Dd2ss. Thank you for your post it is giving me hope.and options

DD2SS
Posts: 34
Joined: Thu Aug 24, 2017 4:56 pm

Re: Talking to children about parents convictions

Post by DD2SS » Fri Jul 13, 2018 11:12 am

Hi all, glad it was helpful.

Freddie: I don't think you should feel bad or worried at all about the NSPCC's "good touches, bad touches" approach, that is all part of self protection and it's good that they learn about it. In your case, it doesn't sound like it would be directly related (or contextualised with) to your partner's offence anyway. I should emphasise, that NSPCC advice was core to disclosure in our case and the kids took it in their stride. Perhaps another question is: who can they talk to after that information is given in case they have further questions afterwards (it's a lot to take in at the time)? Perhaps a follow-up meeting with whoever's involved in your case would be helpful?

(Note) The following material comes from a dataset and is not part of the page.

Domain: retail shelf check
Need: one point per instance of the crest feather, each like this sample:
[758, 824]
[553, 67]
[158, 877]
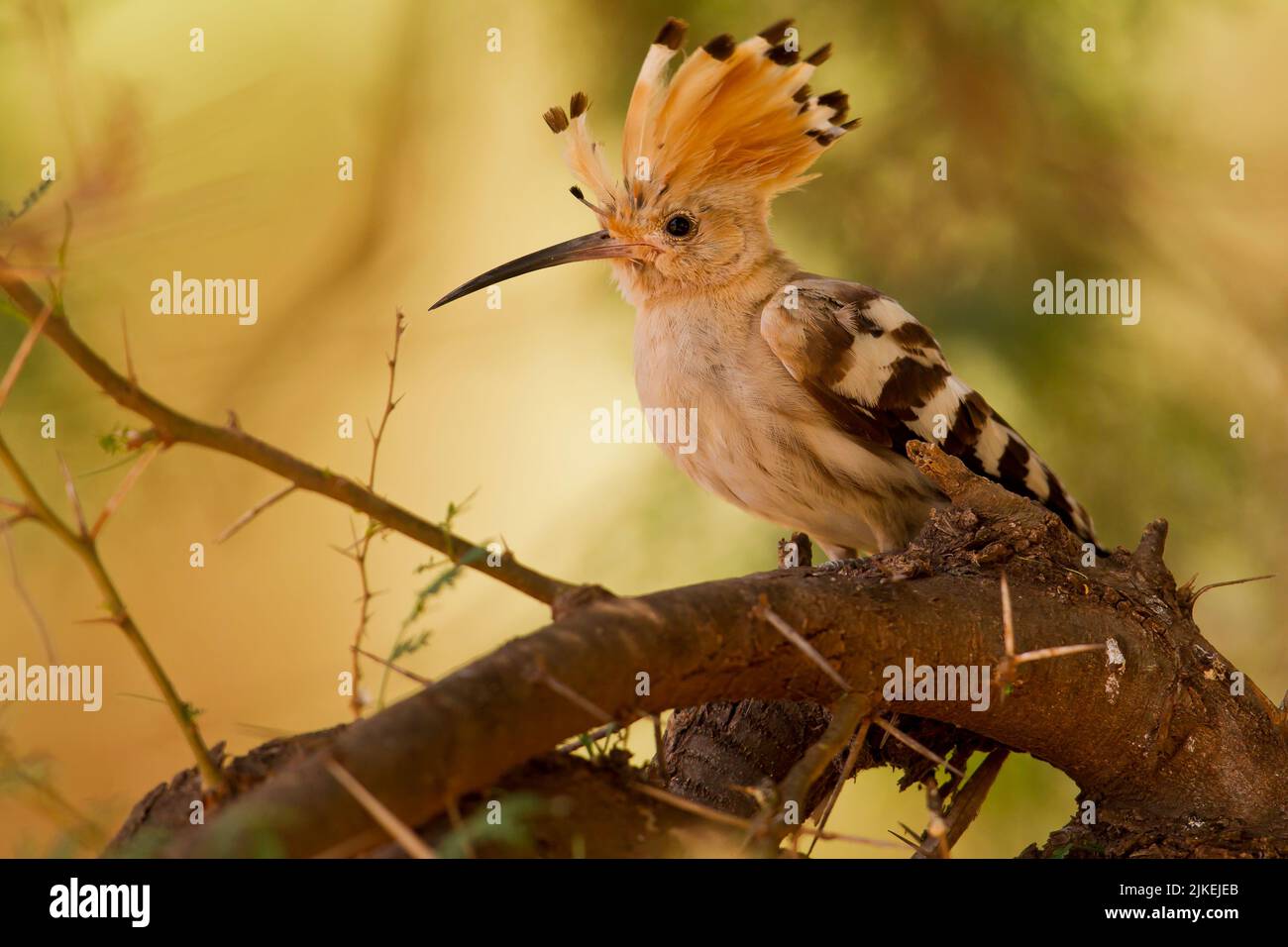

Bees: Glad it helps. It would be good to know how you get on. There's obviously no right or wrong way to do this and all kids are different. Having some ideas on how others are handling it is very useful!

Suzie: I called Lucy Faithful, unfortunately they do not have specific guidance on this at the moment and were unable to help. Perhaps this will change. Their website is good, but their approach necessarily differs to that of the children's charities, who do not wish to give succour to offenders and instead wholly focus on child protection, for obvious reasons. Given the differences in opinions on offenders' motives for online offences and ability to rehabilitate, this is a really contentious area even for professionals (let alone within families), and it makes the all important question of "why did daddy do this?" particularly challenging. We haven't crossed that bridge yet.

DD2SS
Posts: 34
Joined: Thu Aug 24, 2017 4:56 pm

Re: Talking to children about parents convictions

Post by DD2SS » Fri Jul 13, 2018 11:24 am

Sorry, just wanted to say one more thing. We were fortunate in that our Cafcass officer was excellent (private law case), had befriended the children, and was very neutral when disclosing (with mum present). Not sure who you have available to you to help out, but obviously who gives the information is important and, if I may say, would preferably be evidence rather than emotion driven.